Além de criar sequências específicas, gerar sequências aleatórias pode ser útil nos contextos de teste. Para gerar uma sequência aleatória — e passível de reprodução com a função seed! —, basta executar o código:

using Random

Random.seed!(123)
TaskLocalRNG()
rand_dna = randdnaseq(50)   # 50 bases DNA (A,C,G,T)
50nt DNA Sequence:
GGTCGGAAGGAAGGTAGAGTATTTACTTACGCTACCTTGACTAGACAGTC
rand_rna = randrnaseq(30)   # 30 bases RNA (A,C,G,U)
30nt RNA Sequence:
GUAAUACGAUUACCGAUACGACUGUUUCUU
rand_aa  = randaaseq(20)    # 20 aa (proteína)
20aa Amino Acid Sequence:
AWNHMTALIDRNQGGYVFID

Acessando elementos

As sequências funcionam de forma similar a strings ou vetores, de modo que é possível acessar bases específicas:

dna[1]          # Retorna o primeiro nucleotídeo
DNA_A
dna[3:6]        # Retorna a fatia (substring) da posição 3 à 6
4nt DNA Sequence:
GTAC
length(dna)     # Retorna o tamanho da sequência
8

Operações básicas

O pacote inclui várias operações comuns em bioinformática, dentre elas:

  • reverse(): Inverte a ordem da sequência, retornando a mesma cadeia de nucleotídeos, mas lida de trás para frente. É útil, por exemplo, para trabalhar com a fita complementar de DNA.
  • complement(): Gera a sequência complementar, substituindo cada nucleotídeo pelo seu par correspondente (A ↔︎ T e C ↔︎ G no DNA; A ↔︎ U e C ↔︎ G no RNA).
  • reverse_complement(): Combina as duas operações anteriores. Primeiro, calcula o complemento e depois o inverte. Essa operação é fundamental em bioinformática, pois representa a segunda fita do DNA dupla-hélice.
  • translate(): Realiza a tradução de uma sequência de DNA (ou RNA) em proteína, seguindo o código genético padrão (triplas de bases → aminoácidos). É a simulação computacional do processo biológico que ocorre na síntese proteica.
reverse(dna)
8nt DNA Sequence:
TGCATGCA
complement(dna)
8nt DNA Sequence:
TGCATGCA
reverse_complement(dna)
8nt DNA Sequence:
ACGTACGT
translate(dna"ATGGCCATTGTAATGGGCCGCTGAAAGGGTGCCCGATAG")  
13aa Amino Acid Sequence:
MAIVMGR*KGAR*

Leitura e escrita (FASTA/FASTQ)

Na prática da bioinformática, os formatos FASTA e FASTQ são os mais comuns para armazenar sequências biológicas e suas qualidades de leitura. O pacote FASTX.jl integra-se muito bem ao BioSequences.jl, permitindo ler, escrever e iterar sobre registros de forma eficiente.

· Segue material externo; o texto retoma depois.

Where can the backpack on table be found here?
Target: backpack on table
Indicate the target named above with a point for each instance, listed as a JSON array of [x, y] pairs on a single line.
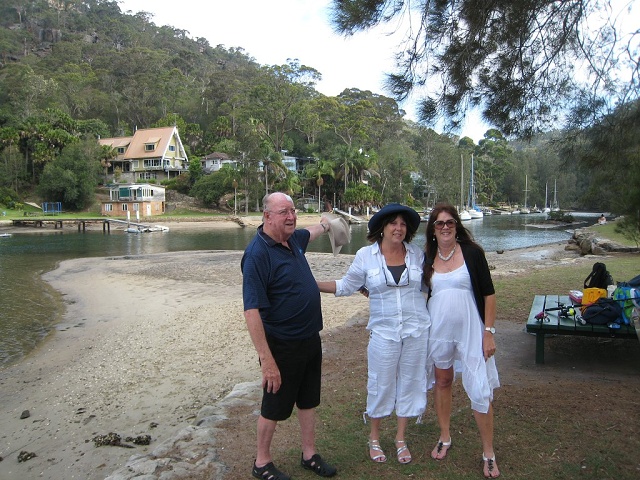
[[603, 312]]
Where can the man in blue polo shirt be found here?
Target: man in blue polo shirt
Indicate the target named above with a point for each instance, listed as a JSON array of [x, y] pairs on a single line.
[[284, 318]]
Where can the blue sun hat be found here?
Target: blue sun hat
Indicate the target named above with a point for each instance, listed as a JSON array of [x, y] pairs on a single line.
[[413, 217]]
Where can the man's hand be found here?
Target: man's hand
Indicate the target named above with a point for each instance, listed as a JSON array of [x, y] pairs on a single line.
[[270, 375]]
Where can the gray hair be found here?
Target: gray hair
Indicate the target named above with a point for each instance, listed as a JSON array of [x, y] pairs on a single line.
[[266, 200]]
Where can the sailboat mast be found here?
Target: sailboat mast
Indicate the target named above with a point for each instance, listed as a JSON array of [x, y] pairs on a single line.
[[461, 182]]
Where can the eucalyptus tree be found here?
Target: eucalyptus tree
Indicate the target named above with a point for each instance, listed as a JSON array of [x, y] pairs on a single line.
[[71, 178], [494, 161], [397, 160], [610, 152], [437, 164], [277, 100], [349, 122], [318, 173], [12, 168], [522, 62]]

Com ele, podemos facilmente carregar bancos de sequências para análise, processar leituras de sequenciamento ou salvar resultados em novos arquivos, mantendo a compatibilidade com ferramentas amplamente utilizadas em pipelines de biologia computacional.

Para fazer o download dos dados usados no exemplo diretamente no seu diretório, basta executar o código abaixo:

using Downloads
    
url = "https://drive.google.com/uc?export=download&id=1VxA72_DKlifgnfec5fdBzWt2t6uHOKy6"
"https://drive.google.com/uc?export=download&id=1VxA72_DKlifgnfec5fdBzWt2t6uHOKy6"
Downloads.download(url, "seq_exemplo.fasta")
"seq_exemplo.fasta"
using FASTX

# Ler FASTA
rdr = open(FASTA.Reader, "seq_exemplo.fasta")
FASTX.FASTA.Reader{TranscodingStreams.NoopStream{IOStream}}(TranscodingStreams.NoopStream{IOStream}(<mode=idle>), 1, 1, nothing, FASTX.FASTA.Record("", ""), true)
for rec in rdr
    id  = FASTA.identifier(rec)
    seq = FASTX.sequence(LongDNA{2}, rec)
    println("$(id): $(seq)")
end
seq1: ATGCGTACGTAGCTAGCTAGCTA
seq2: GGCATCGTAGCTAGGCTAATGC
seq3: TTAGCGATCGATCGATGCTAGC
close(rdr)

# Escrever FASTA
open(FASTA.Writer, "out.fasta") do w
    write(w, FASTA.Record(">seq1", String(dna"ATGCATGC")))
end
16

Conclusão

O BioSequences.jl é uma ferramenta poderosa para representar e manipular sequências biológicas em Julia. Ele permite criar sequências tipadas de DNA, RNA e proteínas; acessar elementos; realizar operações como complemento e tradução; buscar motivos (na biologia, são padrões que se repetem e que geralmente estão ligados a alguma função biológica); gerar sequências aleatórias; e interagir com formatos comuns como FASTA e FASTQ (via FASTX.jl).

Este foi apenas um guia introdutório. Em futuros posts, com teor mais avançado, podemos explorar temas mais avançados como alinhamento de sequências, integração com bancos de dados biológicos e análise de grandes genomas.

Nota

Ferramentas de IA foram utilizadas para correção ortográfica e aprimoramento do texto.